Gym - various weights + 17.5m running, 3.5km, Time - 1 hour, Weather - irrelevant
Last year I toyed with the idea of base training and limited my speed to stay below a specified heart rate. It was slow and frustrating as I kept on having to slow down or even walk but the idea was that the training effect gradually increase the speed I could run at that heart rate, as I gradually became more efficient. It never happened. The only result was I got used to running slowly and anything else felt like an effort. In other words it was boring and it messed up my head. From this I will not say base training does not work, as many other people have used it successfully and it could just be I didn't run enough miles or gave up too soon. However I will not be trying it again.
Looking back at the year when I ran at my easiest my approach was completely different. During the winter months I combined strength work with running short distances (2-3 miles) at varying speeds, on a treadmill. I then moved outdoors for the endurance training, with a weekly long slow run and other runs at mixed pace. I have no clear idea why I abandoned this approach. Perhaps I fell prey to a false idea that real runners had to keep up a higher weekly mileage, or perhaps I just wanted to try a different approach. In the end I forgot what had worked.Now though I am now back with the old way and we will see if it still works.
There are a couple of lessons in this. The first is the famous quote of George Sheehan that "you are an experiment of one". In other words try things out to find what works for you, which might well be different to what works for your neighbour. But do not do this haphazardly, give each method a fair go and learn from the experience.
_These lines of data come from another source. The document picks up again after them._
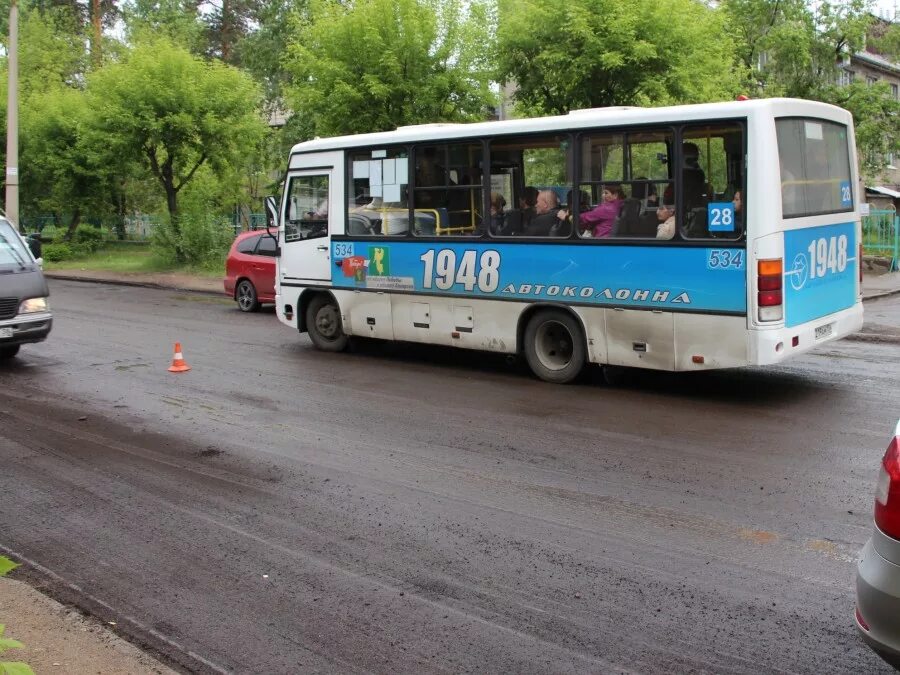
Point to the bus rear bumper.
(774, 345)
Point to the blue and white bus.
(729, 236)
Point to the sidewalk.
(59, 639)
(175, 281)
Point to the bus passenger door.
(306, 255)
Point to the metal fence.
(881, 236)
(138, 227)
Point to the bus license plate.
(824, 331)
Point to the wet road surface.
(416, 509)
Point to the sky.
(887, 8)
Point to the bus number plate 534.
(444, 269)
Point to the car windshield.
(13, 254)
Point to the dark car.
(24, 313)
(250, 270)
(878, 572)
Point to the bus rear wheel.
(554, 346)
(323, 323)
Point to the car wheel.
(246, 297)
(554, 346)
(9, 352)
(323, 323)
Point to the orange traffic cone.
(178, 363)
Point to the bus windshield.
(12, 252)
(815, 167)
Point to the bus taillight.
(769, 280)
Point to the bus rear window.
(815, 167)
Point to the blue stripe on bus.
(677, 278)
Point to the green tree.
(567, 54)
(790, 48)
(374, 65)
(177, 113)
(175, 20)
(262, 51)
(60, 172)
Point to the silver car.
(24, 313)
(878, 573)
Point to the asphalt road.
(411, 509)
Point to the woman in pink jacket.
(600, 219)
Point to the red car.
(250, 270)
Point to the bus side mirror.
(272, 216)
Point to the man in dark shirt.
(546, 214)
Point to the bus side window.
(712, 171)
(448, 197)
(377, 187)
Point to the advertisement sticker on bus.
(697, 279)
(820, 271)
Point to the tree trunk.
(73, 224)
(96, 23)
(225, 30)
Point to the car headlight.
(33, 305)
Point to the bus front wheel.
(554, 346)
(323, 323)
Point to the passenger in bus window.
(584, 201)
(546, 218)
(738, 201)
(599, 220)
(527, 203)
(693, 178)
(498, 217)
(665, 214)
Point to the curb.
(137, 284)
(881, 294)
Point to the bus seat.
(359, 224)
(628, 219)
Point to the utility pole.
(12, 119)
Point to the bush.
(57, 252)
(203, 239)
(88, 238)
(51, 233)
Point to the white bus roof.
(580, 119)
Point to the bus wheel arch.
(321, 316)
(554, 343)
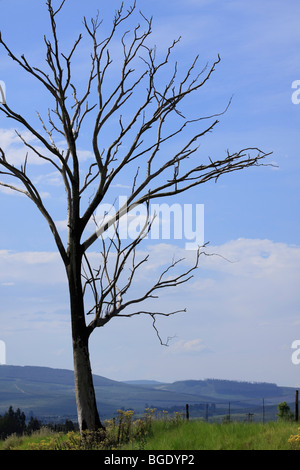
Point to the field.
(174, 435)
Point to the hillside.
(49, 393)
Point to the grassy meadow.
(175, 434)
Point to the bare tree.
(153, 108)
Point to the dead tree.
(149, 111)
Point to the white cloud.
(188, 346)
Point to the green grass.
(196, 435)
(180, 435)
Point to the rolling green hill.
(49, 393)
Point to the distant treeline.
(14, 422)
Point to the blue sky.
(242, 316)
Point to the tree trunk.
(88, 416)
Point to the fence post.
(187, 414)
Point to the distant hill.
(48, 393)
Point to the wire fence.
(250, 410)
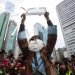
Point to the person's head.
(35, 43)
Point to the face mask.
(36, 45)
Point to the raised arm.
(52, 35)
(22, 40)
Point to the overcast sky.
(13, 6)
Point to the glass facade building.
(66, 15)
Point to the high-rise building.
(10, 40)
(4, 18)
(66, 15)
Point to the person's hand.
(46, 15)
(23, 16)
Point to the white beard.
(36, 45)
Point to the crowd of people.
(35, 56)
(9, 65)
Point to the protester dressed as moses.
(36, 55)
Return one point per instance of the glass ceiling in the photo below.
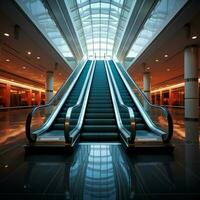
(100, 24)
(163, 12)
(39, 14)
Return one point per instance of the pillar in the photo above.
(49, 85)
(6, 96)
(191, 89)
(170, 97)
(38, 98)
(29, 98)
(161, 100)
(146, 81)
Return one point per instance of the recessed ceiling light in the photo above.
(194, 37)
(6, 34)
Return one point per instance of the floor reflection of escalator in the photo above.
(142, 130)
(57, 127)
(103, 173)
(99, 123)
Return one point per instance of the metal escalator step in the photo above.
(99, 115)
(99, 128)
(96, 136)
(99, 105)
(138, 126)
(60, 126)
(62, 120)
(99, 121)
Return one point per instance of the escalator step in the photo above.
(100, 122)
(99, 128)
(99, 110)
(103, 136)
(99, 115)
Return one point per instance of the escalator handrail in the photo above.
(32, 136)
(71, 136)
(165, 136)
(128, 108)
(125, 135)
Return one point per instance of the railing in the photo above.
(72, 136)
(127, 137)
(45, 114)
(157, 117)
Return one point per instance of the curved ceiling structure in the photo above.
(100, 24)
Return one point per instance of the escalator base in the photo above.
(149, 148)
(48, 148)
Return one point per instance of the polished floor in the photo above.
(98, 171)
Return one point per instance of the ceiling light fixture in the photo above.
(194, 37)
(6, 34)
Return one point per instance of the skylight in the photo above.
(99, 24)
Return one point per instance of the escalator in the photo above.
(95, 104)
(50, 118)
(57, 127)
(99, 122)
(143, 132)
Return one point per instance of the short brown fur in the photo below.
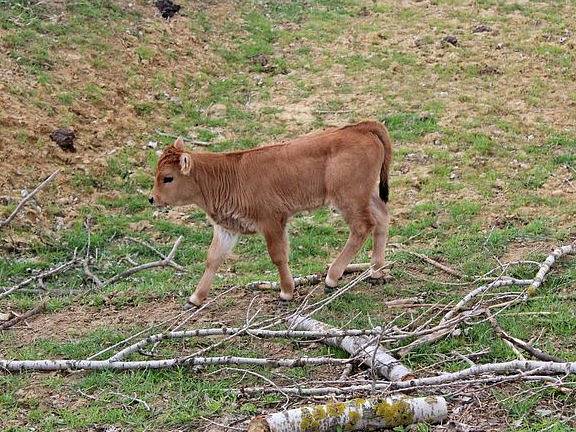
(258, 190)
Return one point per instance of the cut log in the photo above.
(366, 348)
(354, 415)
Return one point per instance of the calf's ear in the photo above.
(179, 143)
(185, 163)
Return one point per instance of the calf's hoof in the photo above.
(286, 297)
(330, 285)
(282, 305)
(189, 305)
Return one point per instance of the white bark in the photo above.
(54, 365)
(365, 348)
(354, 415)
(238, 331)
(27, 198)
(547, 264)
(476, 292)
(465, 375)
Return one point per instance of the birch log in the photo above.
(547, 264)
(366, 348)
(354, 415)
(58, 364)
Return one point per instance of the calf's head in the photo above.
(173, 184)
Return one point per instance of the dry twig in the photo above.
(27, 198)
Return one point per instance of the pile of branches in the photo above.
(379, 350)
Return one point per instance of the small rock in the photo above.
(481, 28)
(449, 40)
(418, 42)
(64, 138)
(490, 70)
(217, 111)
(364, 11)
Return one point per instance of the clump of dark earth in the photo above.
(481, 28)
(167, 8)
(64, 138)
(262, 63)
(452, 40)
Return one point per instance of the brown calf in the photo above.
(258, 190)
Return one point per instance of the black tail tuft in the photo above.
(383, 191)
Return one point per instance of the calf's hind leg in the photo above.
(381, 216)
(277, 243)
(360, 223)
(222, 243)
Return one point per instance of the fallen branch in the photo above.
(168, 261)
(27, 198)
(354, 415)
(23, 317)
(40, 276)
(59, 364)
(153, 249)
(547, 264)
(476, 292)
(237, 331)
(368, 351)
(443, 329)
(435, 263)
(463, 376)
(520, 343)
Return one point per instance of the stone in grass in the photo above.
(449, 40)
(64, 138)
(481, 28)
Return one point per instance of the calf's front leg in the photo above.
(277, 243)
(223, 241)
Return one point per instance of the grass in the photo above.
(484, 172)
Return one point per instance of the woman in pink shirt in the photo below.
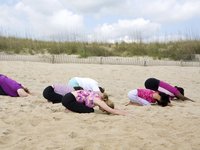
(55, 92)
(83, 101)
(144, 97)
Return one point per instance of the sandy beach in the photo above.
(32, 123)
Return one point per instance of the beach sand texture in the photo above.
(32, 123)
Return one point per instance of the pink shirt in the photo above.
(146, 94)
(86, 97)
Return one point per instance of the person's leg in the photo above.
(133, 97)
(2, 91)
(69, 101)
(51, 96)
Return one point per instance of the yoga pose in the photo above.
(10, 87)
(55, 92)
(86, 84)
(83, 101)
(143, 97)
(161, 86)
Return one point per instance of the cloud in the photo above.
(97, 19)
(126, 30)
(38, 20)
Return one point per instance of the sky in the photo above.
(101, 20)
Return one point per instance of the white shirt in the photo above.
(88, 84)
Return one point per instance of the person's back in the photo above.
(10, 86)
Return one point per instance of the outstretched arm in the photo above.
(180, 96)
(22, 93)
(105, 107)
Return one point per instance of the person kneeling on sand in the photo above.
(86, 83)
(55, 92)
(142, 97)
(83, 101)
(10, 87)
(161, 86)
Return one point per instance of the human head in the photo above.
(101, 89)
(164, 99)
(180, 89)
(107, 101)
(26, 90)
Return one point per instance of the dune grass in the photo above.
(176, 50)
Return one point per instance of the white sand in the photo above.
(33, 124)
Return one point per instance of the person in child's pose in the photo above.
(161, 86)
(55, 92)
(83, 101)
(86, 83)
(144, 97)
(10, 87)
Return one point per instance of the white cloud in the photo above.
(37, 20)
(100, 19)
(126, 30)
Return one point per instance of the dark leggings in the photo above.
(69, 101)
(51, 96)
(2, 91)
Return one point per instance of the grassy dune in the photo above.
(177, 50)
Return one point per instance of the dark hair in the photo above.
(101, 89)
(78, 88)
(180, 89)
(26, 90)
(164, 100)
The other lesson is related (or perhaps a different way of formulating the same idea) and is my Stoic quote of the day (again from Zeno):
"The goal of life is living in agreement with nature."
I will amend that slightly for the purposes of this blog and make it 'living in agreement with your own nature. You should not try to fight yourself, force yourself to cut against the grain, instead you should be trying to reveal yourself. Or in the words of another Stoic quote, this time from Epictetus:
"Just as wood is the medium of the carpenter and bronze is the medium of the sculptor, your life is the medium on which you practice the art of living."